Pace Your Heart Rate to Benifit from Sports
Date: 11/4/2009

TUMSPR News: Physical inactivity nearly affects 60% of the world population and inability to complete the minimum amount of activity to induce its health benifits will result in some non-communicable and chronic diseases. Taking up a structured exercise requires to pace ones heart rate to gradually get adapted to the exertion.


Metabolic disorders such as diabetes, are on an increasing rise in the world, especially the developing societies, and nearly 60% of the world population are prone to the diseases because of the inability to complete the minimum amount of activity that induces health benefits.

Taking up a structured exercise requires to pace ones heart rate to gradually get adapted to the exertion.

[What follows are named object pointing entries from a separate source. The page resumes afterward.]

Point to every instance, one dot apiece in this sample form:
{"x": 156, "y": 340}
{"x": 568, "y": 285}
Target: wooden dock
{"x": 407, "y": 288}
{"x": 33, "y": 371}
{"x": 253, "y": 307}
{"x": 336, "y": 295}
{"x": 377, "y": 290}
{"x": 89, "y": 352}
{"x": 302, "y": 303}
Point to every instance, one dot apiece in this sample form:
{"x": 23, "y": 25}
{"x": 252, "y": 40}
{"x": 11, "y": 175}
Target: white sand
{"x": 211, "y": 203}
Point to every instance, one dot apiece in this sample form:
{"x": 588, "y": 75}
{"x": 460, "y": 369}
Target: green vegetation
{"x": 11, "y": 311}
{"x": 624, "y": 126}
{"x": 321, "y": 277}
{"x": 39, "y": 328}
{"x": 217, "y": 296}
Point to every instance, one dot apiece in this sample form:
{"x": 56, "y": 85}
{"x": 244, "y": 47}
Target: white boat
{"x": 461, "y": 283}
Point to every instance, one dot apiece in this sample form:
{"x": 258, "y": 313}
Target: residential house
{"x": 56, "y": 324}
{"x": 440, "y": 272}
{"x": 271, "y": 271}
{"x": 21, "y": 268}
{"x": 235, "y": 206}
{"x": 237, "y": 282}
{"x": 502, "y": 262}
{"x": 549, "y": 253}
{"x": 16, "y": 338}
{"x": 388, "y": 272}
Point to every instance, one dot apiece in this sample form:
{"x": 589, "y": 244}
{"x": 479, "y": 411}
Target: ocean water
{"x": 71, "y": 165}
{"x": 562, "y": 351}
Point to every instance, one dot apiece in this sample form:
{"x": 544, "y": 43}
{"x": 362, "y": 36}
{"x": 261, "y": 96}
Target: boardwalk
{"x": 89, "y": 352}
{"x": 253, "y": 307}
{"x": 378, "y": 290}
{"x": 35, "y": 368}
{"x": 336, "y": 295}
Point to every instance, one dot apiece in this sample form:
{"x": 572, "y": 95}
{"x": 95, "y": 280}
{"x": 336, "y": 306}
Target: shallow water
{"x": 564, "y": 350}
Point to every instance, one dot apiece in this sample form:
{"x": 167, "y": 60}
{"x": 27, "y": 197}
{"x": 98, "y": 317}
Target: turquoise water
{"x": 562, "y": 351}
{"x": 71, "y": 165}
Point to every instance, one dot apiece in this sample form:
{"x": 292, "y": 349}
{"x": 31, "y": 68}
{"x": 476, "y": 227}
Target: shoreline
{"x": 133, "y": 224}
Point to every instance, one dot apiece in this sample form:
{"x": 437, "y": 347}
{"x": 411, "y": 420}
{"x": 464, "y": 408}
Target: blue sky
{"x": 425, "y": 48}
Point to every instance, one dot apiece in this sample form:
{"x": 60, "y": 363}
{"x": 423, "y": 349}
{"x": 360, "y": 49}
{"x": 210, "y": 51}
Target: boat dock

As American Heart Association (AHA) puts it, ones maximum heart rate is nearly 220 minus your age and to receive the benefits of physical activity, it is important not to tire oneself too quickly and stay within 50 to 85 percent of the maximum (or target) heart rate.

AHA recommends individuals to take graduated exercise programs, ie, aiming for the lowest heart target zone (50%) in the first few weeks and gradually building up to the higher part of the zone (75 percent) and finally going for the 85 percent in about six months or more. But AHA does not recommend such a heavy schedule (85% target heart zone) if one plans to just stay in shape!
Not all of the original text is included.